Atla wrote: ↑Mon Oct 01, 2018 1:51 pm
I don't understand your comment. Objective standards don't exist, it's just that some weak people are clinging to them. Personally I think (and some will undoubtedly disagree with me) that the better a framework describes the world we see (without resorting to magic and contradictions), the better it is.
Yes. I know and accept that objective standards don't exist BUT if you set out on an endeavor to select the better of two things: A vs B.
You need SOME procedure to decide that:
A > B OR B > A
Otherwise you have a stale mate. Buridan's ass - can't decide between Food or Water and dies of indecision.
Here are some strategies to SELECT a 'winner':
1. Human values (I like A more than I like B because <insert subjective reason here>)
2. Roll a dice (entropy)
3. Survival of the fittest (competition)
If you are to pit A vs B in a competition then you necessarily need to have some rules by which one "wins" the competition. You need success vs failure criteria. Otherwise everybody is a winner! And you haven't solved the problem.
Atla wrote: ↑Mon Oct 01, 2018 1:51 pm
Personally I think (and some will undoubtedly disagree with me) that the better a framework describes the world we see (without resorting to magic and contradictions), the better it is.
Well there is a lot of "world" to describe! Let me give you some perspective (even though you don't believe in information)
A grain of salt contains 1.2x10^18 atoms (
http://www.physlink.com/Education/AskExperts/ae342.cfm )

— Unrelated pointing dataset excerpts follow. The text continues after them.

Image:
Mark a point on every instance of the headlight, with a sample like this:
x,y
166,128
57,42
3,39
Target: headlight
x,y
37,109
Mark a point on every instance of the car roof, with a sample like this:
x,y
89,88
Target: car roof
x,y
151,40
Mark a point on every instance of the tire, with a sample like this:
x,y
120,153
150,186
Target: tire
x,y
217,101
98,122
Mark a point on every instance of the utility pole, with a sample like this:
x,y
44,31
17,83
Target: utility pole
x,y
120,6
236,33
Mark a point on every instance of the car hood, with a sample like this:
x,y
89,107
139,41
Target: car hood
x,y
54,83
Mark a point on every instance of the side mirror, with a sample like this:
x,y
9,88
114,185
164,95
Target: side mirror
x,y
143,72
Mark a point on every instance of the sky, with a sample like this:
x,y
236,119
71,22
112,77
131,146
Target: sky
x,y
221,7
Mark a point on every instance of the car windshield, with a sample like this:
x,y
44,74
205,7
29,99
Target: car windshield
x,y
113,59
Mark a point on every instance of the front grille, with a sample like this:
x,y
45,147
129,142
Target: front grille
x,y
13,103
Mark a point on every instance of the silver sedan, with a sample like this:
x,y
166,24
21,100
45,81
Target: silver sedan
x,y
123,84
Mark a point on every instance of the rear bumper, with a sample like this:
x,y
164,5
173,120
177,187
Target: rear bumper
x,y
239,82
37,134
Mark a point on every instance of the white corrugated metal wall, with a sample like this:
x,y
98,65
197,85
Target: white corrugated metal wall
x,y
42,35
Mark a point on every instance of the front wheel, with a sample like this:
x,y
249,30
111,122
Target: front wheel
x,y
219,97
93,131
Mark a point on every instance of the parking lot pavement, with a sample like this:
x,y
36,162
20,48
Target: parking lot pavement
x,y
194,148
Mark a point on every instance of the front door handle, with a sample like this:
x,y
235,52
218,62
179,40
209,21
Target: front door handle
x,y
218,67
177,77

If you were to "describe" the grain of salt in detail then you need at least 1.2x10^18 bits of information just to represent each atom. So that's 888 Petabytes to describe one grain of salt. Let me help you visualise a Petabyte:
https://www.thefactsite.com/2010/05/vis ... abyte.html
It is a BIG FUCKING NUMBER ok?
So which description do you think is better?
A: grain of salt
B: A few skyscrapers full of paper
"Accurate description of reality" is a moronic illusion. This place is too complex for our monkey brains! All we have is pragmatism and over-simplifications like "grain of salt".